Иисус бар Иосиф покачал головой, но, вместо того чтобы посмотреть на Иаира, огляделся окрест, словно ища кого-то. Стоя за платаном, Флавий ощутил, что Учитель ищет именно его, и никого другого, и ему показалось, что Иисус увидел его, хотя это было почти невозможно. И вдруг Флавия охватил жуткий стыд. Короткая речь Иаира, любезная и безразличная, мучительно отзывалась в ушах Флавия, и он знал почему: ничто из того, что говорил раввин, не было правдой. Нет, Флавий не любил иудейский народ; на самом деле он был ему безразличен. Деньги, которыми он так щедро распорядился, были не его. Со времени поселения в Капернауме все его поступки были рассчитаны, взвешены, устремлены к одной цели: осведомительству. Эта ложь все замарала, все испортила, даже его дружбу с Левием, даже любовь к Мириам; ничто не было бескорыстно и искренне. Лжец, лицемер — вот кем он был, и он не имел никакого права просить чьей-либо помощи. Каким бы прискорбным ни было это признание, оно усугублялось странной уверенностью: Флавий был убежден, что Галилеянин знал все с самого начала и что он не поддался на обман ни на секунду. Галилеянин знал, почему центурион считал себя недостойным появиться перед ним; не по той причине, на которую сослался Иаир, не потому, что Флавий был неверным, но потому, что был лжецом.
Однако в тот день, когда они встретились впервые, он бросил на него такой взгляд… Тот взгляд напомнил ему взгляд Эпонины, горячо любимой матери, давно умершей в разлуке с сыном. И теперь Флавий знал, откуда это сходство. В глазах Галилеянина были те же снисходительность и грусть, любовь и разочарование, которые он угадывал в материнском взгляде, когда маленьким мальчиком делал какую-нибудь глупость.
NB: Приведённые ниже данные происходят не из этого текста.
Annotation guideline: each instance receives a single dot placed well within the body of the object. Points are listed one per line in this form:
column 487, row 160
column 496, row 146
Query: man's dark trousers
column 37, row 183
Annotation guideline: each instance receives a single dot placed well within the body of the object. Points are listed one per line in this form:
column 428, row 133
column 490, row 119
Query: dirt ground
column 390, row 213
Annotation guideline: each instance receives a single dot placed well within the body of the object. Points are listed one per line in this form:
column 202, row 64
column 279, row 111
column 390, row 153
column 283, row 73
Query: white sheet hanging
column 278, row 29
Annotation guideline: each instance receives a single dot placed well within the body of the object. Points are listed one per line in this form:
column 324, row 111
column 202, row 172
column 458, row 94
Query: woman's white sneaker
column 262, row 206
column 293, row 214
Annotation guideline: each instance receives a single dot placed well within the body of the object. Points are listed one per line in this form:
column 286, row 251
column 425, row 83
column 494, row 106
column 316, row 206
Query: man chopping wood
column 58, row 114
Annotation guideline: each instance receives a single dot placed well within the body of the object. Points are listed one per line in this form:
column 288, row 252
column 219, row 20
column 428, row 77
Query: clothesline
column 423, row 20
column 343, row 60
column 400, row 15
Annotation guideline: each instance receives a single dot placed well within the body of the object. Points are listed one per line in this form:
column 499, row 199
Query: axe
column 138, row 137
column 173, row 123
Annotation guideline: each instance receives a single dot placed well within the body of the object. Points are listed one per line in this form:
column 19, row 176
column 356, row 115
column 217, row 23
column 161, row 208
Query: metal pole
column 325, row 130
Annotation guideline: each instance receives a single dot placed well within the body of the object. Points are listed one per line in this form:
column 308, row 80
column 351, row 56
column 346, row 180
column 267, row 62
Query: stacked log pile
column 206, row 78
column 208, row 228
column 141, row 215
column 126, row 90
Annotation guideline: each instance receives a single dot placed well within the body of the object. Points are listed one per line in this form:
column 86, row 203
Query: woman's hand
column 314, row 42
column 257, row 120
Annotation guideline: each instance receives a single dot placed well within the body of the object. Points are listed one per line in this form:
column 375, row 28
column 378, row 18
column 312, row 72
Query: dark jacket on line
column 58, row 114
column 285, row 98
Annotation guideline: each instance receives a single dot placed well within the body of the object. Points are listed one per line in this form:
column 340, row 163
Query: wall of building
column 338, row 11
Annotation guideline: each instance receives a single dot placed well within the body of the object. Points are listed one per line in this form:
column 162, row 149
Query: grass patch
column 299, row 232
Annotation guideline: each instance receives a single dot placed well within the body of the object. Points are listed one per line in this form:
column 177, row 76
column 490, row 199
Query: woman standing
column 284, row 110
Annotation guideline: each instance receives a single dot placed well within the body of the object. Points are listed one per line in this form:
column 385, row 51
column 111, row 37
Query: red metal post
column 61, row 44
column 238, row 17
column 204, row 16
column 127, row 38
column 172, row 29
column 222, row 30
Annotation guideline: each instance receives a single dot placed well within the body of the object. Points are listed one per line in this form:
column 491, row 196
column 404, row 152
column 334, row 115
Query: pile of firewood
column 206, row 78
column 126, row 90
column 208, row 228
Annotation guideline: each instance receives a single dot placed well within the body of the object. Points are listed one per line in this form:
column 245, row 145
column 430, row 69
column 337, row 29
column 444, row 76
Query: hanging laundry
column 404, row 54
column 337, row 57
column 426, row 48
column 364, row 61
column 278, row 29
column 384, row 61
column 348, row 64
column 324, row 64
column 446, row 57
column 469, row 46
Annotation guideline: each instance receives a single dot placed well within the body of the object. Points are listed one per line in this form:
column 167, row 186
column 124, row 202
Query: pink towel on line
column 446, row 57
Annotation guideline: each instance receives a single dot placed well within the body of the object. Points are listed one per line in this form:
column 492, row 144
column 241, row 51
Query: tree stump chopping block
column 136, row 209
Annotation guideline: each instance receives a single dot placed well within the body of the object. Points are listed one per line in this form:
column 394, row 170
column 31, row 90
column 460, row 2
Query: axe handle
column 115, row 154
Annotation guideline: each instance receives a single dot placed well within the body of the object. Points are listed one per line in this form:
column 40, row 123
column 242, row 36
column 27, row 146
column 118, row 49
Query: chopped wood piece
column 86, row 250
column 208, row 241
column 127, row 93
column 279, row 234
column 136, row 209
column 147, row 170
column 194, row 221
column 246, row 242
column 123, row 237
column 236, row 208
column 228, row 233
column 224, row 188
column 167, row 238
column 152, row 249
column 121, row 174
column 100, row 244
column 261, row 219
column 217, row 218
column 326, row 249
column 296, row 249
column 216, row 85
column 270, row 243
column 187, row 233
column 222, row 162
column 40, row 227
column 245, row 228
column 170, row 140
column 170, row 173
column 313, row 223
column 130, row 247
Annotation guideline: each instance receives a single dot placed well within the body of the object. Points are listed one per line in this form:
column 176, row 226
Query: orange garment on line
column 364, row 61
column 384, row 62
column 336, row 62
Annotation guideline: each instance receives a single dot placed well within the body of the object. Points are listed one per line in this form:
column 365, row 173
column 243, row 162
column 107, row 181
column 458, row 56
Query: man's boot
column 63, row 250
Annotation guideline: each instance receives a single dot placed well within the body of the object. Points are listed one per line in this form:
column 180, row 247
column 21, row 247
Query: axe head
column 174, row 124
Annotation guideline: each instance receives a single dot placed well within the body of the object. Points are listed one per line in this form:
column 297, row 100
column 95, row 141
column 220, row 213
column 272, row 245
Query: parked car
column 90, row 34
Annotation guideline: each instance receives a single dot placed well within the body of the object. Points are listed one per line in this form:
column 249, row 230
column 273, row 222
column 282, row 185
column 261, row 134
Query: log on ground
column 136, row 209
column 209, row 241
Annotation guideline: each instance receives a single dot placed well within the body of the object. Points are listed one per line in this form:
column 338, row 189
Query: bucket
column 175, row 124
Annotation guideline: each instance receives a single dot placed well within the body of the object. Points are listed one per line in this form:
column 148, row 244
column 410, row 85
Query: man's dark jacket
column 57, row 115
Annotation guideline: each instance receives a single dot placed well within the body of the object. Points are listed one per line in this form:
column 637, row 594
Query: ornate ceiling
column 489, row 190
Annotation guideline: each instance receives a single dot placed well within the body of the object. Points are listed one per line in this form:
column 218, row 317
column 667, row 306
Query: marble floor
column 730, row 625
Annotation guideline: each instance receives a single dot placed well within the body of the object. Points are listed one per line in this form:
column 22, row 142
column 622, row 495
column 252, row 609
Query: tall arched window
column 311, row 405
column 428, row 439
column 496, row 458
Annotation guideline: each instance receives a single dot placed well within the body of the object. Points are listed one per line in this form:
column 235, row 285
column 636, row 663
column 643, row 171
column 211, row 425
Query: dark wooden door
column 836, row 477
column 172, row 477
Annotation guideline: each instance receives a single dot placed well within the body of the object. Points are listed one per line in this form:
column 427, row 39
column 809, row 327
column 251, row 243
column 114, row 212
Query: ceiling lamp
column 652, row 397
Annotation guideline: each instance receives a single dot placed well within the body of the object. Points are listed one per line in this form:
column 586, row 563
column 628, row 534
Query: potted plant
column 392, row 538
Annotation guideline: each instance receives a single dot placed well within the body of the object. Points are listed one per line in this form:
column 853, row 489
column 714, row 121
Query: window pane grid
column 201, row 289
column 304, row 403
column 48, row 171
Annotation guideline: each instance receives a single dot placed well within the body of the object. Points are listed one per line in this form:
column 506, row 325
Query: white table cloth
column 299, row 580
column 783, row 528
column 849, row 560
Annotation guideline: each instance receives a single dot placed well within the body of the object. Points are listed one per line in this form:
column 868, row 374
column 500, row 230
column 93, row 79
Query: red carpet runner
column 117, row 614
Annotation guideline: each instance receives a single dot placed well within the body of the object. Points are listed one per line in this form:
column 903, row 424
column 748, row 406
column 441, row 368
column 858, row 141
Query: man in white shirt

Тогда, с возгласом огорченного ребенка, Флавий вышел из своего укрытия и простерся у ног Иисуса бар Иосифа. Он уже не знал, что говорил; это был поток слов и слез, который доставил ему невероятное облегчение:
— Господи, мой сын прикован к постели, парализованный. Он страдает. Он так страдает! Я знаю, что не имею права приближаться к тебе, ибо я этого не достоин. Я не заслуживаю, чтобы ты вошел под кров мой. Но… я всего лишь офицер, и если приказываю своим солдатам сделать что-либо, они делают это. Это правда, я не заслуживаю, чтобы ты вошел под кров мой. Но скажи только слово, одно слово! И я уверен, что мой сын выздоровеет!
Иисус бар Иосиф молча смотрел на Флавия.
— Знаешь, он будто знал обо мне все, — продолжал свой рассказ Флавий, — с моего рождения и до смерти. И пока он смотрел на меня, я вновь увидел прожитую жизнь, и все то, что сделал; даже то, о чем давно забыл. Были добрые дела, были и такие, которые я предпочел бы никогда не делать. Я повторил, очень тихо: «Нет, Господи, я не достоин». И вдруг ощутил, что все, что было грязного и неприличного в моем прошлом, исчезло, словно этого никогда и не было. И он возложил руку на мою голову. А потом повернулся к иудеям, которые обступали его и которые наблюдали за сценой с изумлением и негодованием: неверный осмелился прикоснуться к Равви! И объявил: «Истинно говорю вам, во всем Израиле я не встретил никого, чья вера была бы столь сильной, как у этого человека. Итак, обещаю вам, что многие придут с востока и запада и возлягут на пиру с Авраамом, Исааком и Иаковом в Царстве Небесном; а сыны царства извержены будут во тьму внешнюю, туда, где будет плач и скрежет зубов!»